As far as education is concerned, the year 2020 will no doubt go down as a wake-up call and as the great disrupter that changed everything. The year that shutdown face-to-face instruction. The year that made Virtual Instructor-Led Training the hot topic of the year.
A VILT is an instructor-led training that participants attend virtually, online, and in real-time using video conferencing software. It is not the same thing as a self-paced eLearning course. As many educators learned in 2020, pulling off successful VILTs is not easy.
In 2020, we worked with the Southern California Regional Transit Training Consortium (SCRTTC) to help them respond to the educational pivot of the decade. The SCRTTC trains the employees of consortium members. Course participants are from transit agencies spread throughout California as well as Colorado and increasingly, from agencies in other states.
Prior to 2020, the SCRTTC had been utilizing a combination of eLearning and instructor-led courses in their curriculum. For nearly a decade we have worked with the SCRTTC to design, develop, and implement eLearning courses as well as to provide them with instructors for their face-to-face courses. Our instructors consistently fill their classes and receive positive feedback from participants. From the get-go, it has been a winning situation.
Nothing was expected to change in 2020. But then the pandemic happened, and face-to-face learning came to a halt. The initial response was to stop ILTs and to focus on enrolling more learners in eLearning courses until things went back to normal. It was not an ideal situation because ILT courses are important. They include content that currently is best taught and learned in face-to-face hands-on environments. Their learners need the information and skills that are taught in the ILTs.

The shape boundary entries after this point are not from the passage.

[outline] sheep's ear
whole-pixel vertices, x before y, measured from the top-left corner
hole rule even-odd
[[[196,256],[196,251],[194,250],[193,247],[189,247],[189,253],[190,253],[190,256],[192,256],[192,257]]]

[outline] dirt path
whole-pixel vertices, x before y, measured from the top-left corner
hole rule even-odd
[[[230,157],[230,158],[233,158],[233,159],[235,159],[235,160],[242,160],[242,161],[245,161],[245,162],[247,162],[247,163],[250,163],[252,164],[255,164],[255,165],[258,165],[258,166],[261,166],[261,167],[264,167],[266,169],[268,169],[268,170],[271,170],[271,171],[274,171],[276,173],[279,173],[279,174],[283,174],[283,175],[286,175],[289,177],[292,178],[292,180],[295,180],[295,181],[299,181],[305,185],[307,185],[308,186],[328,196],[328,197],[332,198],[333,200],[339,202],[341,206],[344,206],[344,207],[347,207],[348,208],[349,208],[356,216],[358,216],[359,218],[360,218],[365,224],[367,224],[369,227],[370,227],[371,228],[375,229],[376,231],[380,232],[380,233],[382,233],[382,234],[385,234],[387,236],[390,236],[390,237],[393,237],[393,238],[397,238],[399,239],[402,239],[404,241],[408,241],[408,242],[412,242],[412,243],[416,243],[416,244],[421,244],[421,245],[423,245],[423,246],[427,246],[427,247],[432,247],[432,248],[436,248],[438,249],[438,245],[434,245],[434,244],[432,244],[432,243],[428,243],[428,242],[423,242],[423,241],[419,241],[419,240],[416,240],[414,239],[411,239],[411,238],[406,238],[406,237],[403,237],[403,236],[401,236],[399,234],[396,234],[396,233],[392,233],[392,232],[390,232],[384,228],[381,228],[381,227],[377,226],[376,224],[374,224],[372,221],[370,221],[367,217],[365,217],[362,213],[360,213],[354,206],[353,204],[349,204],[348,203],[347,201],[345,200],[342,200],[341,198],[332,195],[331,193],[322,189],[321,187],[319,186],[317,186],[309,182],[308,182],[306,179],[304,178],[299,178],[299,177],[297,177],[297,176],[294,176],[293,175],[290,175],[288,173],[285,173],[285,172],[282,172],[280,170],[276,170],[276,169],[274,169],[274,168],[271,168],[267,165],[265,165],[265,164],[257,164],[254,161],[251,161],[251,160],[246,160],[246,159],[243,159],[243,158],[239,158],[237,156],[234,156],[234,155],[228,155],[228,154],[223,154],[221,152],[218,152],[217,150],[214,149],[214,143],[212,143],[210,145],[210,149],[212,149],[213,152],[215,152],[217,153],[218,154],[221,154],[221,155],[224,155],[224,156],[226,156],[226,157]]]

The SCRTTC made the decision to create additional eLearning courses and to review ILTs for potential renewal as VILTs. However, they wanted to do more than simply put the instructor in front of their computer camera to talk and to screen share a slide deck of text and images. They asked Immersed Technologies to participate in a small committee to identify which of their existing ILT courses could best transition to Virtual Instructor-Led Training (VILT) using available video conferencing apps.
The identification step was crucial because not everything easily transitions to effective VILTs. Teaching technical content in a virtual format presents a certain set of challenges. When we looked at content taught in SCRTTC’s face-to-face classes, we were looking for specific material that could be adapted using cost-effective available technology. We were not looking for content to adapt simply because it could feasibly and technologically be done. Adapting the content would need to enhance and promote learning experiences and outcomes. After identifying courses for VILT development, the Immersed Technologies team got to work to design engaging learning experiences to include in the reimagined ILTs. We then worked with the SCRTTC to implement the courses using our instructors. The result has been SCRTTC’s first successful and effective maintenance Virtual Instructor-Led Training courses.